I think this proposition is true. But how do we prove it rigorously?

  • $\begingroup$ This naturally depends on the definition of an extensive form you use. $\endgroup$ Dec 15, 2014 at 0:42
  • $\begingroup$ And on what you mean by "is associated with". $\endgroup$ Jan 28, 2015 at 4:24

1 Answer 1


I rely on the definitions from Chapter 2 of the Handbook of Game Theory, Volume 1, by Sergiu Hart.

If I understand you correctly, the proposition can be re-written as

Proposition. For, every finite extensive form game $\Gamma^E$, there exists a single strategic form representation $\Gamma^N =[I^N,\{S^N_i\},\{u^N_i(\cdot)\}]$ (up to relabeling of the agents) such that

  1. $I^N = I^E$,

and for all $i\in I^N = I^E$,

  1. $S^N_i = \{$ pure strategies of $i$ in $\Gamma^E$ $\}$ ,

  2. and $u^N_i(s) = u^E_i(c(s))$, where $c(s) $ associates every profile of pure strategy in $\Gamma^E$ with a terminal node of $\Gamma^E$ resulting from the pure strategy profile $s$.
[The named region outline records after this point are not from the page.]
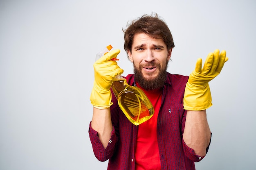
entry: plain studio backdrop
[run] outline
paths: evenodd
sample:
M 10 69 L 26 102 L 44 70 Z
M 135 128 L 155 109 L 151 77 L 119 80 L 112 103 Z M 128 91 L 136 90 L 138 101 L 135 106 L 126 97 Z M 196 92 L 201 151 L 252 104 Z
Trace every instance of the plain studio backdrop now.
M 218 48 L 229 60 L 210 83 L 213 133 L 197 170 L 255 169 L 256 2 L 247 0 L 0 1 L 0 169 L 106 170 L 88 129 L 96 54 L 119 48 L 123 28 L 158 13 L 175 47 L 168 71 L 189 75 Z

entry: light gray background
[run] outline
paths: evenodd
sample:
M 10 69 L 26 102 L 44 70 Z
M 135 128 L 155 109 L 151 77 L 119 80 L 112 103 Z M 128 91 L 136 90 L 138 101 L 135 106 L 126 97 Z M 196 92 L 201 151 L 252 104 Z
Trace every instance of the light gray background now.
M 88 134 L 95 54 L 123 49 L 128 21 L 157 13 L 173 34 L 168 71 L 189 75 L 196 59 L 225 50 L 210 82 L 213 133 L 198 170 L 255 169 L 255 0 L 0 1 L 0 169 L 104 170 Z

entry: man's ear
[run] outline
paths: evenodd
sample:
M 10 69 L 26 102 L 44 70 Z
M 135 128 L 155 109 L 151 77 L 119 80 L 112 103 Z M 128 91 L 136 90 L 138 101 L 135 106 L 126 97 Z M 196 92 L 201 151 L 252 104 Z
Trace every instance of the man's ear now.
M 173 49 L 171 48 L 168 50 L 168 54 L 167 55 L 167 60 L 169 61 L 171 59 L 171 56 L 172 55 L 172 51 Z
M 128 56 L 129 57 L 129 59 L 130 61 L 131 62 L 133 62 L 133 59 L 132 59 L 132 53 L 130 52 L 130 50 L 127 50 L 127 54 L 128 54 Z

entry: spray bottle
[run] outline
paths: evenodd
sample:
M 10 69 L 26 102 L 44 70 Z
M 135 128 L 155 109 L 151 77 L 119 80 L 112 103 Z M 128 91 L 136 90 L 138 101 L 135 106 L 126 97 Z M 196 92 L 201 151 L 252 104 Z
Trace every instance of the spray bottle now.
M 112 46 L 110 45 L 96 55 L 96 60 L 108 52 Z M 115 61 L 119 59 L 114 58 Z M 153 106 L 144 92 L 140 88 L 127 83 L 121 74 L 113 80 L 111 88 L 117 98 L 118 105 L 130 121 L 138 125 L 150 119 L 154 114 Z

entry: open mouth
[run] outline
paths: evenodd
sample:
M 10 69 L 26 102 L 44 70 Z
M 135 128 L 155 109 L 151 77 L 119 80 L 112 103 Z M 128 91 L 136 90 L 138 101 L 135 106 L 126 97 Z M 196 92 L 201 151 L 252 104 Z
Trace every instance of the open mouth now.
M 144 68 L 147 70 L 152 70 L 155 68 L 155 67 L 145 67 Z

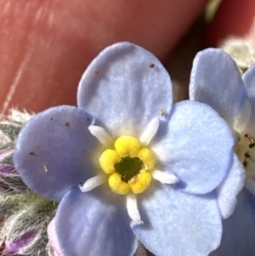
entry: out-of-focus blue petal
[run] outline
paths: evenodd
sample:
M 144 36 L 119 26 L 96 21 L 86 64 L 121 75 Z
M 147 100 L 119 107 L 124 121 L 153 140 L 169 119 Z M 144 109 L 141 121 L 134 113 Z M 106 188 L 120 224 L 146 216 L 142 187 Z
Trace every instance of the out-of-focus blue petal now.
M 158 132 L 152 145 L 159 169 L 174 173 L 186 192 L 214 190 L 233 161 L 234 138 L 228 124 L 210 106 L 182 101 L 173 107 L 167 130 Z
M 125 197 L 107 190 L 102 185 L 82 193 L 76 186 L 61 200 L 56 229 L 65 256 L 133 255 L 138 241 L 129 226 Z
M 29 188 L 60 201 L 94 175 L 98 140 L 88 129 L 92 120 L 76 107 L 62 105 L 36 115 L 22 128 L 14 161 Z
M 166 69 L 152 54 L 130 43 L 99 54 L 83 74 L 77 96 L 78 106 L 114 137 L 139 137 L 155 117 L 167 119 L 172 101 Z
M 244 133 L 255 136 L 255 65 L 249 68 L 242 77 L 252 105 L 251 118 Z
M 162 186 L 139 202 L 144 225 L 132 224 L 134 234 L 156 256 L 207 256 L 218 247 L 222 233 L 215 195 Z
M 219 247 L 210 256 L 255 255 L 255 197 L 246 189 L 238 196 L 234 213 L 223 221 Z
M 234 155 L 232 167 L 222 184 L 216 189 L 218 207 L 223 218 L 229 218 L 235 210 L 236 196 L 242 189 L 245 172 L 237 156 Z
M 238 132 L 243 131 L 251 116 L 241 72 L 231 57 L 221 49 L 208 48 L 196 54 L 190 99 L 211 105 Z

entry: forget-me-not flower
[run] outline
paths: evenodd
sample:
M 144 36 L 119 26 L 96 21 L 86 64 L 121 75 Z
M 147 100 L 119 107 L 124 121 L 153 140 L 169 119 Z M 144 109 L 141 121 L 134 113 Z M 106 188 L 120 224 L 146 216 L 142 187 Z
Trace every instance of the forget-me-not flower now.
M 16 168 L 31 189 L 60 201 L 65 256 L 133 255 L 138 239 L 157 256 L 218 247 L 215 191 L 232 164 L 232 132 L 210 106 L 172 101 L 160 61 L 120 43 L 85 71 L 77 108 L 50 108 L 21 130 Z
M 255 65 L 241 77 L 223 50 L 200 52 L 194 60 L 190 99 L 208 104 L 227 121 L 236 139 L 234 165 L 245 170 L 246 186 L 255 195 Z
M 191 71 L 190 99 L 210 105 L 235 135 L 236 154 L 225 187 L 217 189 L 225 191 L 217 194 L 228 215 L 235 201 L 226 196 L 239 191 L 239 174 L 246 174 L 245 185 L 255 195 L 255 65 L 241 77 L 235 62 L 223 50 L 208 48 L 198 53 Z M 246 189 L 239 195 L 236 210 L 224 221 L 221 245 L 212 256 L 254 254 L 255 197 L 251 196 Z

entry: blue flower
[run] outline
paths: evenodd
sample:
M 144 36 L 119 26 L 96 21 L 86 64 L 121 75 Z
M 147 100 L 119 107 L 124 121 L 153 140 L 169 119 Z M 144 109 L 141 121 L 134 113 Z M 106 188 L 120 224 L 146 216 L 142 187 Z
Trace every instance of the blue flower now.
M 246 174 L 246 188 L 255 196 L 254 85 L 255 65 L 241 77 L 235 62 L 221 49 L 206 49 L 194 60 L 190 99 L 211 105 L 227 121 L 235 137 L 234 162 L 223 187 L 224 196 L 218 198 L 227 217 L 236 203 L 235 197 L 228 196 L 240 191 L 241 173 Z M 236 211 L 224 221 L 221 246 L 212 256 L 254 254 L 255 198 L 249 202 L 247 195 L 246 190 L 239 195 Z
M 85 71 L 77 108 L 50 108 L 21 130 L 16 168 L 31 189 L 60 201 L 65 256 L 133 255 L 138 239 L 158 256 L 218 247 L 215 191 L 228 183 L 232 132 L 208 105 L 172 101 L 160 61 L 121 43 Z

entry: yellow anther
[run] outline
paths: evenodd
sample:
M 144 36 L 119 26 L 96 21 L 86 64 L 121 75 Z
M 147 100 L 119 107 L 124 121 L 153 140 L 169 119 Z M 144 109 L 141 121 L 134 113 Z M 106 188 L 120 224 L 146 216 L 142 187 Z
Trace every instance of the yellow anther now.
M 144 162 L 146 171 L 151 171 L 154 168 L 156 158 L 151 151 L 145 147 L 141 148 L 137 156 Z
M 139 141 L 132 136 L 119 137 L 114 144 L 115 149 L 120 156 L 137 156 L 140 149 Z
M 121 174 L 117 173 L 112 174 L 109 177 L 108 184 L 111 190 L 116 194 L 127 195 L 130 191 L 128 184 L 123 181 Z
M 137 177 L 130 179 L 128 185 L 134 194 L 140 194 L 150 186 L 150 174 L 148 172 L 141 172 Z
M 120 162 L 122 157 L 113 150 L 105 151 L 100 158 L 99 162 L 103 171 L 108 174 L 115 172 L 114 165 L 116 162 Z

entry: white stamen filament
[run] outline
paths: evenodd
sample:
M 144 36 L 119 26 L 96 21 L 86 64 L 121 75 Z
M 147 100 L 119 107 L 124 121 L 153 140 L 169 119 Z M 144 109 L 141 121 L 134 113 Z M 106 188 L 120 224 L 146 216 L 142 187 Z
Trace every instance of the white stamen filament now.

I think 1. and 2. are obvious. There only remains to show 3, which is equivalent to proving that $c(s)$ is a function, i.e. every profile of pure strategies is associated with one and only one terminal node in $\Gamma^E$. This follows directly from the fact that the pure strategy of some player $i$ is a function selecting one and only one possible action from every information set.
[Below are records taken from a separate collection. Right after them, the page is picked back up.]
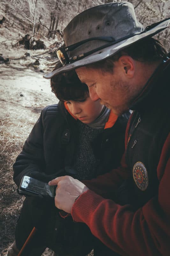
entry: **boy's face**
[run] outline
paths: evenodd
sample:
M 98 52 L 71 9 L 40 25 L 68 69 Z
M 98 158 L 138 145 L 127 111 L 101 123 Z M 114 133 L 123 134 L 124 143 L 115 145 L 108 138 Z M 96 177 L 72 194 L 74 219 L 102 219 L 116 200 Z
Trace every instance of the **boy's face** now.
M 100 100 L 94 101 L 89 95 L 79 100 L 65 101 L 71 113 L 84 124 L 90 124 L 99 116 L 103 107 Z

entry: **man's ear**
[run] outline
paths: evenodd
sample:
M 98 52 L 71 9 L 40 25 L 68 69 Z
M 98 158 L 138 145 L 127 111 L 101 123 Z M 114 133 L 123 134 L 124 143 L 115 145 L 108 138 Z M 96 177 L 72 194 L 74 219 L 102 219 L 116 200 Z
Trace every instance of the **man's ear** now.
M 134 60 L 128 55 L 123 55 L 119 58 L 118 61 L 125 76 L 128 78 L 133 77 L 135 70 Z

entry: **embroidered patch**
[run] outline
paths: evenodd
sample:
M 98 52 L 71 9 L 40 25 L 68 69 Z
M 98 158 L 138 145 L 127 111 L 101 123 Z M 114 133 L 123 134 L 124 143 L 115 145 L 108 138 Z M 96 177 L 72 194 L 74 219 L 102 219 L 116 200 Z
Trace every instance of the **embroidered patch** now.
M 141 190 L 146 189 L 148 185 L 147 170 L 141 162 L 137 162 L 133 166 L 133 176 L 137 186 Z

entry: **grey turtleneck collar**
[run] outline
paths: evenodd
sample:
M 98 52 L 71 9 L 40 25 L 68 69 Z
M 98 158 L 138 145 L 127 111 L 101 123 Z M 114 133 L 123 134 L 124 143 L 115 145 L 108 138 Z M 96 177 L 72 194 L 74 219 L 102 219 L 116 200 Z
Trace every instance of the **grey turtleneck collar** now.
M 103 128 L 107 122 L 110 111 L 110 109 L 104 106 L 99 116 L 92 123 L 86 125 L 92 128 L 96 129 Z

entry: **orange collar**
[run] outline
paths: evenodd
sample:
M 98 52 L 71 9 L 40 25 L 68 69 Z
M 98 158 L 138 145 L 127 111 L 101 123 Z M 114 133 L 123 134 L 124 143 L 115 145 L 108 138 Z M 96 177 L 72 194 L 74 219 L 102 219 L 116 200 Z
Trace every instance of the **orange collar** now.
M 113 112 L 112 112 L 111 110 L 107 122 L 105 124 L 104 129 L 111 128 L 113 126 L 116 122 L 118 117 L 118 116 L 114 114 Z
M 69 114 L 70 114 L 75 120 L 77 120 L 77 118 L 76 118 L 70 111 L 68 105 L 67 104 L 66 101 L 64 102 L 64 105 L 65 108 L 67 109 Z M 104 129 L 107 129 L 107 128 L 111 128 L 113 126 L 116 122 L 118 117 L 118 116 L 117 116 L 114 114 L 112 110 L 110 110 L 108 120 L 107 122 L 105 124 Z

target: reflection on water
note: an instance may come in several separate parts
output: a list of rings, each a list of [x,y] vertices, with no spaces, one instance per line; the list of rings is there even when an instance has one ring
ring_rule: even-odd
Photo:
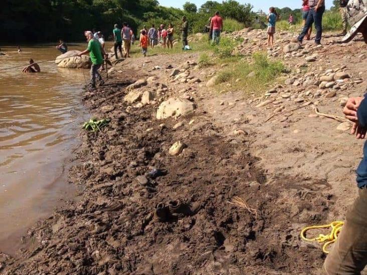
[[[42,62],[60,54],[54,46],[25,48],[21,54],[1,48],[8,55],[0,56],[0,70],[26,65],[30,58],[41,69],[0,71],[0,250],[13,252],[25,229],[70,193],[63,163],[86,117],[80,97],[88,73]]]

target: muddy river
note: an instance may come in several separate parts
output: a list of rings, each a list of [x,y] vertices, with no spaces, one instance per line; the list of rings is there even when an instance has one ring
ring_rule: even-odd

  • Start from the root node, $r_0$.
  • By definition of a game in extensive form, the nodes are partitioned between the agents.
  • Thus $r_0$ belongs to some agent $i_0$.
  • By definition of the game in extensive form, the nodes of $i_0$ are partitioned into information sets.
  • Thus $r_0$ belongs to some information set of $i_0$, say $H_i^0$.
  • By definition of the pure strategy $s$, for any node in $H_i^0$, $i_0$ always choses a single successor, among the possible successors at $H_i^0$.
  • Let this successor be $r_1$.
  • Then $r_1$ must be the successor of $r_0$, and the next node on the path.

  • Now consider $r_1$.

  • By definition of agame in extensive form, the nodes are partitioned between the agents.
  • Thus $r_1$ belong to some agent $i_1$ (where $i_1 = i_0$ is allowed).
  • $\vdots$
  • Repeating the argument as many time as needed, because the game is finite, we necessarily reach a single terminal node $r_* = c(s)$.